Wakil Ketua KPK Laode Muhammad Syarif (kiri) bersama mantan Ketua Pimpinan KPK Taufiqurrahman Ruki (tengah) dan Abraham Samad (kanan) menjawab pertanyaan wartawan seusai menjenguk penyidik KPK Novel Baswedan di RS Mitra Keluarga Kelapa Gading, Jakarta, 11 April 2017. Dua orang tak dikenal menyerang Novel Baswedan pada Selasa pagi. ANTARA/Aprillio Akbar
TEMPO.CO, Jakarta - Wakil Ketua Komisi Pemberantasan Korupsi Laode Muhammad Syarif mengatakan lembaganya telah meminta pendapat pakar hukum tata negara mengenai angket KPK yang digulirkan DPR. Hasilnya, untuk sementara ia berkesimpulan bahwa hak angket tidak tepat ditujukan ke KPK.

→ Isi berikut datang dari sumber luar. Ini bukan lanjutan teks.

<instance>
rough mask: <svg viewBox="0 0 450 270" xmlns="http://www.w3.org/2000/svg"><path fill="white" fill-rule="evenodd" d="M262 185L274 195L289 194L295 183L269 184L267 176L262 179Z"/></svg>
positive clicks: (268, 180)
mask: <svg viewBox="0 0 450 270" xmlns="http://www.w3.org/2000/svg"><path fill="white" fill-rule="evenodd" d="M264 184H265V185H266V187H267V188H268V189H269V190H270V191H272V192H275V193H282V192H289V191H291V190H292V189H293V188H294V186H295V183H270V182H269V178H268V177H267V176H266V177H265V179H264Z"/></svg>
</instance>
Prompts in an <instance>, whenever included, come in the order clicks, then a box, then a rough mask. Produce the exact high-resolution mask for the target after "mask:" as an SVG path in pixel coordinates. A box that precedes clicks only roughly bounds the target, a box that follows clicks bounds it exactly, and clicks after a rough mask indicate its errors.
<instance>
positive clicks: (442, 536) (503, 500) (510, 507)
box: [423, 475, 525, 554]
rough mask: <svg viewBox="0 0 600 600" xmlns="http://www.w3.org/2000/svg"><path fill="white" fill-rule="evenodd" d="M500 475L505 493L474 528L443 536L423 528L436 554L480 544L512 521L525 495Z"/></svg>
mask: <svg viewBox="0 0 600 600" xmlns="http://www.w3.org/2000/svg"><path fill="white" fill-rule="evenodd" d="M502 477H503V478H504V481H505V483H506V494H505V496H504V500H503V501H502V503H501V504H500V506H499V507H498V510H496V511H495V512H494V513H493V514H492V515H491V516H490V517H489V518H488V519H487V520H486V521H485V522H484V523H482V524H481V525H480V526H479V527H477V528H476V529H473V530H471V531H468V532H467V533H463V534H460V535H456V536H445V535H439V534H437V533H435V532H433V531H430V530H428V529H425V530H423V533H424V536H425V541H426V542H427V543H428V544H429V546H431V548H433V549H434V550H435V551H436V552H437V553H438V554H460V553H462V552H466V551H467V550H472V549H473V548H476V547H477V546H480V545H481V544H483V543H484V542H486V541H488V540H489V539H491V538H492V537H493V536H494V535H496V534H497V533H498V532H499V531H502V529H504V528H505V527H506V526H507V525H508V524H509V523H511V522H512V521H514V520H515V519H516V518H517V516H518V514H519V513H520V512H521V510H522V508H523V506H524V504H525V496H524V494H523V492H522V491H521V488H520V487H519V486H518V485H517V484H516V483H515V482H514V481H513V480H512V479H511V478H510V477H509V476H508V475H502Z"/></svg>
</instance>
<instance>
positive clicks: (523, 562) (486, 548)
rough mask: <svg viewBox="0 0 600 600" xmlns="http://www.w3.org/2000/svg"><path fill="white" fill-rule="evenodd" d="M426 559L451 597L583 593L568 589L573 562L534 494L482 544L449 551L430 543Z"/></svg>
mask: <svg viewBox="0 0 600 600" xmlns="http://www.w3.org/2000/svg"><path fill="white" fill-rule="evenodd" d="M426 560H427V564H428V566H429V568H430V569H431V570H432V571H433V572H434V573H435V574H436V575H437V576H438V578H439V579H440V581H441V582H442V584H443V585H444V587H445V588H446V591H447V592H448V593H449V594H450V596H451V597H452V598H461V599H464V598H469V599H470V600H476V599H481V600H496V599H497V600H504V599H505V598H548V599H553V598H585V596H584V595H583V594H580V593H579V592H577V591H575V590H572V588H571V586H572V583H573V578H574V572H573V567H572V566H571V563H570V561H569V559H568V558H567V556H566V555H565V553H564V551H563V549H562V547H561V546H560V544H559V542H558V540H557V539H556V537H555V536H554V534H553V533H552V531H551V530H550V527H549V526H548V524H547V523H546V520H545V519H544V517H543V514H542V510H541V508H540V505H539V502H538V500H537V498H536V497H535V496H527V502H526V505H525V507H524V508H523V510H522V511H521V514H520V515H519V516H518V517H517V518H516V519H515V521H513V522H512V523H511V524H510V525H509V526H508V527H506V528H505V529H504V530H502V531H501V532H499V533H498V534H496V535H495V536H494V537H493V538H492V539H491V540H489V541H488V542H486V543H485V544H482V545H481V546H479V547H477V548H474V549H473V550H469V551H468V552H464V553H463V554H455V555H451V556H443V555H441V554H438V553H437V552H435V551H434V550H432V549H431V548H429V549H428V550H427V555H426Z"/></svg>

"Untuk sementara kami lihat seharusnya angket itu enggak cocok lembaga KPK karena ditujukan untuk pemerintah yang di bawah ranah eksekutif," kata Laode di kantornya, Selasa, 13 Juni 2017. Namun ia mengatakan hingga hari ini KPK belum mendapatkan keputusan final terkait dengan sikap lembaga antirasuah menghadapi angket itu.
Laode mengatakan esok KPK juga akan meminta pendapat dari asosiasi pengajar hukum tata negara. Beberapa yang akan dibahas adalah mengenai proses penetapan angket yang tidak kuorum serta apakah KPK merupakan subjek dan objek angket.
"Termasuk kalau kami lihat rumusan pasal di mana harus semua fraksi terwakili, tapi yang sekarang bahkan ada tiga yang belum terwakili," kata Laode. Saat ini ada tiga partai yang tidak mengirimkan wakilnya, yaitu Demokrat, PKS, dan PKB.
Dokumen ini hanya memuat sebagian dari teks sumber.